I'm not sure what the percentage is, but the vast majority of the episodes were credited to Rod Serling, including co-writing credits. But as I reviewed the entire list of episodes of The Twilight Zone's five seasons in the sixties, I noticed that the Serling episodes I enjoy most are written solely by Serling. So that's what this fave five list will be, and here they are.
#5 "A Hundred Yards Over the Rim" (Season 2) - This is one of those cool time travel stories where a pioneer, who's part of a pilgrimage heading west, from the mid-1800s ventures further into the barren plains in search of help for his ailing son and winds up in the mid-1900s. It's a culture clash tale that works quite well and seems to feel pretty natural all things considered. When the old west is used as a backdrop for a fantastical tale, I'm usually a sucker for it.
#4 "The Monsters Are Due on Maple Street" (Season 1) - Beware your neighbors: That's the lesson learned if you paid any attention to McCarthyism. This episode is saturated in condemnation of that rampant parnoia, as a quite suburb is thrown into chaos when the power goes out, vehicles won't start, and they're cut off from the rest of the world. Are aliens invading? Are they already in the neighborhood? Or are these guys just Glenn Beck's predecessors?
#3 "Mr. Garrity and the Graves" (Season 5) - Here's another western-themed story. This time John Dehner stars as a traveling stranger named Garrity who offers the few townsfolk in the saloon of an isolated town a chance to be reunited with their dearly departed. Of course, the people being propositioned aren't exactly eager to see those people again. This is just a very fun episode and may be my favorite performance from Dehner.
#2 "The Obsolete Man" (Season 2) - Burgess Meredith ought to be enough to warrant this episode being on the list, but let's throw in the fact that it's dystopian tale with struggle between a librarian and the totalitarian who has officially declared him obsolete and sentenced him to death. It's one of those episodes with a delicious twist midway through and has the tables turned on the villain quite early. I just love this episode.
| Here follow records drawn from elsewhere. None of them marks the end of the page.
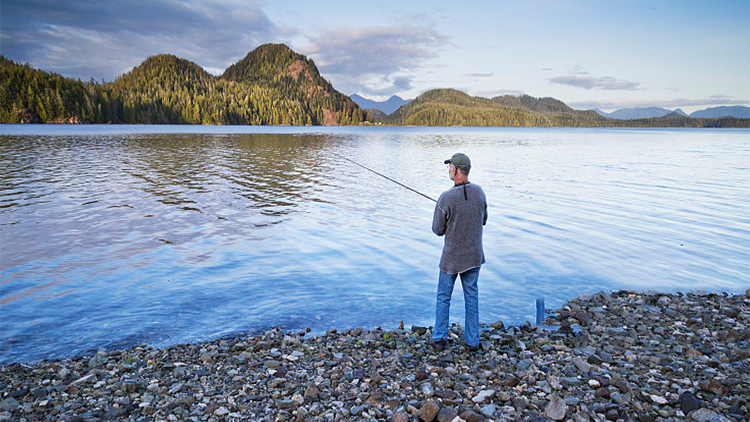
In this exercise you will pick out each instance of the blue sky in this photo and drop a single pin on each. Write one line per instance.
(605, 54)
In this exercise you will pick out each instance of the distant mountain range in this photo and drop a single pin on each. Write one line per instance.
(739, 112)
(273, 85)
(388, 106)
(450, 107)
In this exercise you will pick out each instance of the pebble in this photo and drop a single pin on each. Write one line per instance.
(630, 357)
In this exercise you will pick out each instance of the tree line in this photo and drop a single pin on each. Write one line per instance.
(165, 89)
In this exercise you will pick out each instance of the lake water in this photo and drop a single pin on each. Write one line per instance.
(113, 236)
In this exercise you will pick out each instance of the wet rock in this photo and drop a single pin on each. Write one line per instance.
(489, 410)
(645, 357)
(706, 415)
(447, 414)
(556, 408)
(483, 396)
(429, 411)
(471, 416)
(688, 402)
(400, 417)
(9, 404)
(713, 386)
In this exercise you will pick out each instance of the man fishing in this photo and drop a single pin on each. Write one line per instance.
(460, 214)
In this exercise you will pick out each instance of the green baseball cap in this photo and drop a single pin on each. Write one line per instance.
(460, 161)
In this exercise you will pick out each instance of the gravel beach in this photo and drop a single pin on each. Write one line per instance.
(618, 356)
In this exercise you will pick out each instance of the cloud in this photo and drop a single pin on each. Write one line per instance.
(101, 39)
(479, 75)
(589, 82)
(374, 60)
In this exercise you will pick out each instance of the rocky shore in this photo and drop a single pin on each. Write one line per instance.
(620, 356)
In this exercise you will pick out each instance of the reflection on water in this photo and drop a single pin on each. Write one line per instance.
(109, 240)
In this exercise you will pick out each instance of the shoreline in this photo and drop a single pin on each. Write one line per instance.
(637, 356)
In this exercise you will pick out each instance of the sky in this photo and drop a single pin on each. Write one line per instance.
(589, 53)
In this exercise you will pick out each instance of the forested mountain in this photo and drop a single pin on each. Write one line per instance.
(733, 111)
(448, 107)
(555, 111)
(387, 107)
(640, 113)
(272, 85)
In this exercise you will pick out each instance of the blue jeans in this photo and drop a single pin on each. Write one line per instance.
(471, 299)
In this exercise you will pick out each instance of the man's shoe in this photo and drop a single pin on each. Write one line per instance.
(438, 344)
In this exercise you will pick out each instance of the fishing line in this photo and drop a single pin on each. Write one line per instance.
(385, 177)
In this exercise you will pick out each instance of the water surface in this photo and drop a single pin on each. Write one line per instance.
(112, 236)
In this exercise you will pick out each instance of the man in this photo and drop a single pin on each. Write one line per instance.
(460, 214)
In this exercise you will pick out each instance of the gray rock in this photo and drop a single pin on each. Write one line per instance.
(688, 402)
(707, 415)
(489, 410)
(9, 404)
(447, 414)
(429, 411)
(556, 408)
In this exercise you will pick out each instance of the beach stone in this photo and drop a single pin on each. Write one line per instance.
(483, 395)
(707, 415)
(447, 414)
(429, 411)
(400, 417)
(688, 402)
(471, 416)
(421, 375)
(713, 386)
(556, 408)
(489, 410)
(623, 386)
(427, 389)
(97, 360)
(582, 365)
(9, 404)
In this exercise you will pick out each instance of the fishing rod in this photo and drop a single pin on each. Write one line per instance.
(384, 176)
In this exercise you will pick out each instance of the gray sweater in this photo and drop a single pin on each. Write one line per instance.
(461, 219)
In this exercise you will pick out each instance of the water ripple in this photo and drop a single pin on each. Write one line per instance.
(114, 239)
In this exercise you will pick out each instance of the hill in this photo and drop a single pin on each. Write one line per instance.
(388, 106)
(741, 112)
(449, 107)
(639, 113)
(555, 111)
(272, 85)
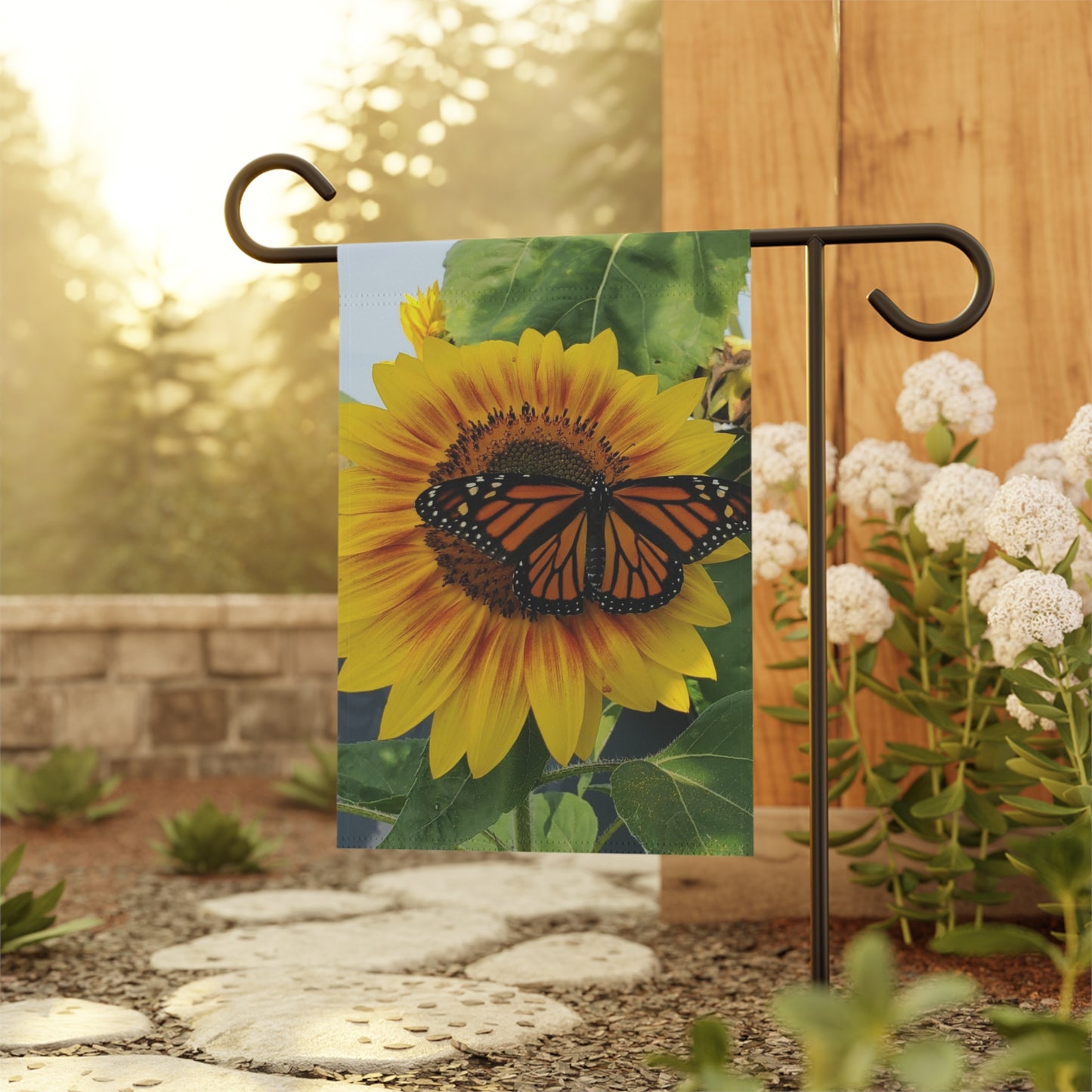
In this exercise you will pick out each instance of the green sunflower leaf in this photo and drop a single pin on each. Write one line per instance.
(731, 645)
(562, 822)
(582, 285)
(696, 795)
(378, 773)
(442, 812)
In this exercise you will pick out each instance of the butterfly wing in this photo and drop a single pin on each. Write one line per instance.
(535, 523)
(654, 527)
(688, 515)
(638, 574)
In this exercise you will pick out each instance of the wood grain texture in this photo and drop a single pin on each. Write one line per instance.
(1037, 215)
(979, 114)
(750, 116)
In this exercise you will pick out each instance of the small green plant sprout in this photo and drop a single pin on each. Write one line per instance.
(213, 841)
(708, 1067)
(63, 787)
(316, 785)
(1052, 1047)
(848, 1037)
(25, 918)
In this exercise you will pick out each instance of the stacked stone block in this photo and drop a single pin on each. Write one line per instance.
(181, 686)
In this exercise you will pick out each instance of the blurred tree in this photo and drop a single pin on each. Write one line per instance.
(54, 306)
(134, 458)
(466, 125)
(154, 496)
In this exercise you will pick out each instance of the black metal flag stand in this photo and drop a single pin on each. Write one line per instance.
(814, 240)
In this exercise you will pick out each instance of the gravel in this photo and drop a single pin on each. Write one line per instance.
(728, 970)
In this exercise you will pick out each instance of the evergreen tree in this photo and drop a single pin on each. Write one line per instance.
(468, 127)
(154, 490)
(54, 306)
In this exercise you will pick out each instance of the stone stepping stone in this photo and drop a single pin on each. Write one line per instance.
(292, 905)
(397, 940)
(521, 892)
(569, 959)
(363, 1023)
(137, 1072)
(67, 1021)
(623, 865)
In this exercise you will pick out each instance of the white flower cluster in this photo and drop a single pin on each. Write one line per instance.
(876, 478)
(952, 507)
(1006, 647)
(1029, 518)
(1035, 606)
(780, 463)
(984, 583)
(858, 605)
(1045, 461)
(778, 543)
(1082, 571)
(1077, 446)
(1021, 713)
(948, 390)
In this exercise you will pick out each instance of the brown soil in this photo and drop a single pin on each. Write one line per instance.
(112, 854)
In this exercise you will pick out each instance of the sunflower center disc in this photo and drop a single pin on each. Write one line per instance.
(524, 441)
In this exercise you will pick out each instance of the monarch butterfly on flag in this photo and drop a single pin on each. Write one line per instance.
(621, 545)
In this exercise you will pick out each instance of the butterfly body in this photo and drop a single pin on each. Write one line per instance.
(621, 545)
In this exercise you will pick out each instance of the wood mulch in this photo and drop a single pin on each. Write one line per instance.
(729, 970)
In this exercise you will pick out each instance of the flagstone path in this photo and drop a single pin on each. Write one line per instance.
(302, 989)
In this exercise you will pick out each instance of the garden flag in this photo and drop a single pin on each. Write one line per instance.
(544, 576)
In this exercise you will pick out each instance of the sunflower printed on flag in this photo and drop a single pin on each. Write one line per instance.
(543, 574)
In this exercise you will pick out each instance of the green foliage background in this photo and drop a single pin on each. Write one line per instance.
(147, 449)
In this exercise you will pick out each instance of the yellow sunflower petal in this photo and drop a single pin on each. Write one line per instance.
(372, 437)
(459, 375)
(497, 360)
(636, 398)
(507, 708)
(654, 422)
(370, 584)
(376, 650)
(360, 534)
(552, 669)
(698, 603)
(549, 380)
(670, 686)
(434, 667)
(592, 373)
(692, 450)
(362, 491)
(419, 405)
(527, 358)
(590, 722)
(672, 643)
(450, 734)
(613, 660)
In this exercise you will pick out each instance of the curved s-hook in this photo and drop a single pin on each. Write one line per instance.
(233, 203)
(893, 314)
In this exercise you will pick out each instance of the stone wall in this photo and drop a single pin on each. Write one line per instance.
(179, 686)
#1 "The Shelter" (Season 3) - Where "The Monsters Are Due on Maple Street" makes you fear your neighbors and the abandonment of decorum, "The Shelter" amps up the tension even more. Nuclear war is about to hit and only one family on the block has a bunker in the basement. Needless to say the neighbors are quite insistent on being allowed inside. If you saw the episode of The Simpsons where Ned Flanders built a nuclear bunker and charitably lets the entire town inside, you can appreciate this episode. It's one of the most iconic episodes and with good reason.
Very Honorable Mention to "Time Enough at Last" (Season 1, co-written with Lyn Venable) - Even though this list was dedicated to episodes written solely by Serling, I would be remiss to not point out this episode as one of my very favorite episodes. Burgess Meredith plays the last man on Earth, delighted to discover he has all the time in the world to read his beloved books--and then he breaks his coke-bottle glasses. "There was time now!" C'mon, even if you haven't seen this episode you love it. Admit it.